According to KITV, county emergency management administrators from Kauaʻi, Maui and Hawaiʻi County will join the briefing. Organizers say the session will focus on how local, state and federal agencies coordinate and what tools are available for public safety and communications. KITV’s Island News staff reported that the timing is meant to nudge communities toward preparedness before hurricane season ramps up.
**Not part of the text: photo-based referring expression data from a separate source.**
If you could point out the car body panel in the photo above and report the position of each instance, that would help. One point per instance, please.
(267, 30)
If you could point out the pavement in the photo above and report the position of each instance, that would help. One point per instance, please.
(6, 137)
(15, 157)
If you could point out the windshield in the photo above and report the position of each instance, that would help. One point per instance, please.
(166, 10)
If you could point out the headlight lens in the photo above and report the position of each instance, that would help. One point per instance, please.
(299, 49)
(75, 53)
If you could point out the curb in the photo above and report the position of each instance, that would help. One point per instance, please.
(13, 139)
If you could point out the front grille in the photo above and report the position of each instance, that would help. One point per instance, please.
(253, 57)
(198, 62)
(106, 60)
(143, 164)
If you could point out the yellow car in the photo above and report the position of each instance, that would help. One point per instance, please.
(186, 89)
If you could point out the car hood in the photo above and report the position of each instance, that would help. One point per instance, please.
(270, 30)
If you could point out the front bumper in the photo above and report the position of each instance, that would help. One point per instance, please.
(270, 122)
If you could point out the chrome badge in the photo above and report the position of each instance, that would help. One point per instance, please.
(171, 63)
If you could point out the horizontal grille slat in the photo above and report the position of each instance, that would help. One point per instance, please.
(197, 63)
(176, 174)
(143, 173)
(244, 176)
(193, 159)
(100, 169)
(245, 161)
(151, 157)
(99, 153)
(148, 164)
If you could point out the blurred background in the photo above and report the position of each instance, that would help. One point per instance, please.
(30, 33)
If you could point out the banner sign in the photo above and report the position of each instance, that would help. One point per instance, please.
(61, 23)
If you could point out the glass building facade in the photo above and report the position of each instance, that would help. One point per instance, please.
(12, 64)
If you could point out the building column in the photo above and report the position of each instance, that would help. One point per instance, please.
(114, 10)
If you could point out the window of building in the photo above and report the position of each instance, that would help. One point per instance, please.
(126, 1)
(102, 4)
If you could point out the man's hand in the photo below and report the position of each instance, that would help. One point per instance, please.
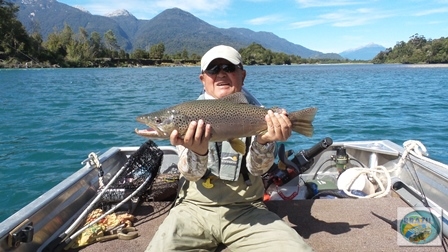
(196, 138)
(279, 128)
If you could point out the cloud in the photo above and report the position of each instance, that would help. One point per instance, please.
(270, 19)
(325, 3)
(430, 12)
(344, 18)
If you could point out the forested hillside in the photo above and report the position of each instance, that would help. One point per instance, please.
(417, 50)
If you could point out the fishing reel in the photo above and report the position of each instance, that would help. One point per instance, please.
(285, 170)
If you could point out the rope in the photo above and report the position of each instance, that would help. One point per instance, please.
(413, 147)
(372, 173)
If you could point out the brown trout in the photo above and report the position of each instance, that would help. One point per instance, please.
(231, 118)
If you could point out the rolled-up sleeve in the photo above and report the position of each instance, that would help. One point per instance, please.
(191, 165)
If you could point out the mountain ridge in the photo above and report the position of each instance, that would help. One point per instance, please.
(177, 29)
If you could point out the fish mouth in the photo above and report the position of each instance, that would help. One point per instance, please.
(153, 133)
(149, 132)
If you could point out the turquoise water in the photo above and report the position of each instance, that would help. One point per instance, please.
(51, 119)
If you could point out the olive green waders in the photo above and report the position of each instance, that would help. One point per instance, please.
(230, 213)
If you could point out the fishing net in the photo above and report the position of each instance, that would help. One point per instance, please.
(136, 176)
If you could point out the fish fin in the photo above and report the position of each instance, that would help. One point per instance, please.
(238, 145)
(302, 121)
(237, 97)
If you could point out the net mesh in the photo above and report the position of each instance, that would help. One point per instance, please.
(142, 165)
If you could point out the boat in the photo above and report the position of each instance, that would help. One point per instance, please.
(339, 196)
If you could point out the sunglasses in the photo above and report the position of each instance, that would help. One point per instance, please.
(215, 69)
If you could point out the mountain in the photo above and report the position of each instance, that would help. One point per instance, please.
(367, 52)
(175, 28)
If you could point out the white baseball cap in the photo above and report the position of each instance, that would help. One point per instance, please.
(221, 52)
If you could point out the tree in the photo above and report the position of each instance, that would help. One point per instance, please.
(15, 41)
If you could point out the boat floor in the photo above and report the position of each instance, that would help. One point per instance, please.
(325, 224)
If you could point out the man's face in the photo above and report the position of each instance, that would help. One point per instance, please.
(222, 83)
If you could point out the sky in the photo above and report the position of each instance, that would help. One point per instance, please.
(328, 26)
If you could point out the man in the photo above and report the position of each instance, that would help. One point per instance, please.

Why NOAA's outlook matters to Hawaii
Federal forecasters released seasonal outlooks on Thursday that paint a split picture for the months ahead. NOAA is calling for a below average Atlantic season while expecting increased activity in the eastern and central Pacific because of a developing El Niño. As outlined by AP, that pattern can raise the odds that eastern Pacific systems or tropical moisture will influence conditions near Hawaii, even when storms track well south of the islands. The National Hurricane Center notes that routine Central Pacific tropical products resume on June 1, the official start of the Central Pacific season.
State teams gear up
State agencies and the National Guard have been in action since the spring Kona lows and subsequent floods, and the Hawaiʻi Emergency Management Agency says its severe weather resources and interagency coordination remain active as communities recover. In an April news release, HI EMA and the governor’s office detailed steps from dam and reservoir monitoring to sandbag distribution and National Guard support, and pointed residents to state preparedness resources. Maj. Gen. Stephen F. Logan, who leads HI EMA, is slated to take part in Thursday’s briefing to talk through those preparations and response plans.
Tools and tips for residents
Officials are urging residents to finalize family emergency plans, review insurance coverage and pack two week kits now, rather than waiting for a hurricane watch or warning. As KHON2 reported, Bravender has highlighted new probabilistic storm surge maps and the rollout of storm surge watches and warnings this season. Those tools, which will be pushed through emergency alerts, could shift evacuation guidance for vulnerable shorelines. The National Hurricane Center and NOAA preparedness pages offer checklists and instructions on signing up for official alerts and building a household plan ahead of June 1.
Bottom line
The Honolulu briefing gives state and county leaders a public stage to align messaging and resources as Hawaii heads into hurricane season, with officials saying the goal is clearer and faster coordination if a storm takes aim at the islands. Per the Hawaiʻi Emergency Management Agency, residents can sign up for alerts and find local readiness information on the state’s emergency pages and through the GoHawaiʻi app. NOAA’s seasonal outlook, together with the new forecasting and surge tools, serves as a reminder that even a single storm can have outsized impacts in Hawaii, so the time to prepare is now.